Dîni Ceride: 70
26/Şubat/1324
Mart/1909
Cihetülvahdet-i ittihadımız, Tevhiddir. Peyman ve yeminimiz, îmandır. Mâdem ki muvahhidiz, müttehidiz. Herbir mü’min İ’lâ-yı Kelimetullah ile mükelleftir. Bu zamanda en büyük sebebi, maddeten terakki etmektir. Zîra; ecnebiler fünun ve sanayi silahiyle, bizi istibdâd-ı ma’nevîleri altında eziyorlar.
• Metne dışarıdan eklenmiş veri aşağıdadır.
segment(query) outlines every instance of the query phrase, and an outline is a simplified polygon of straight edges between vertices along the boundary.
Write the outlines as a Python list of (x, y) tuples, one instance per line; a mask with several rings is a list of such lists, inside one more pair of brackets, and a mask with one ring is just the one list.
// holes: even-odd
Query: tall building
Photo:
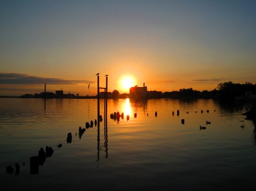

Biz de fen ve san’at silahiyle, İ’lâ-yı Kelimetullahın en müthiş düşmanı olan cehil ve fakr ve ihtilâf-ı efkâra cihâd edeceğiz. Amma; cihâd-ı haricîyi, Şeriât-ı garrânın berâhin-i katıasının elmas kılınçlarına havale edeceğiz; zîra, medenîlere galebe çalmak, ikna iledir; söz anlamayan vahşiler gibi icbar ile değildir. Biz muhabbet fedaileriyiz, husûmete vaktimiz yoktur!...
Meşrûtiyet ki, adalet ve meşveret ve kanunda inhisâr-ı kuvvetten ibârettir. On üç asır evvel Şeriât-ı Garra teessüs ettiğinden, ahkâmda Avrupa’ya dilencilik etmek, Din-i İslâma büyük bir cinâyettir ve şimale müteveccihen namaz kılmak gibidir.
Kuvvet kanunda olmalı; yoksa istibdât tevzi olunmuş olur.
hâkim ve âmir-i vicdanî olmalı. O da mârifet-i tam ve medeniyet-i âm veyahut Din-i İslâm nâmiyle olmalı. Yoksa; istibdât dâima hükümfermâ olacaktır. İttifak, hüdadadır; heva ve hevesde değil! İnsanlar hür oldular amma yine abdullahtırlar. Her şey hür oldu. Başkasının kusuru, insanın kusuruna senet ve özür olamaz! Ye’s, mâni-i her kemâldir. “Neme lâzım, başkası düşünsün” istibdâdın yadigârıdır.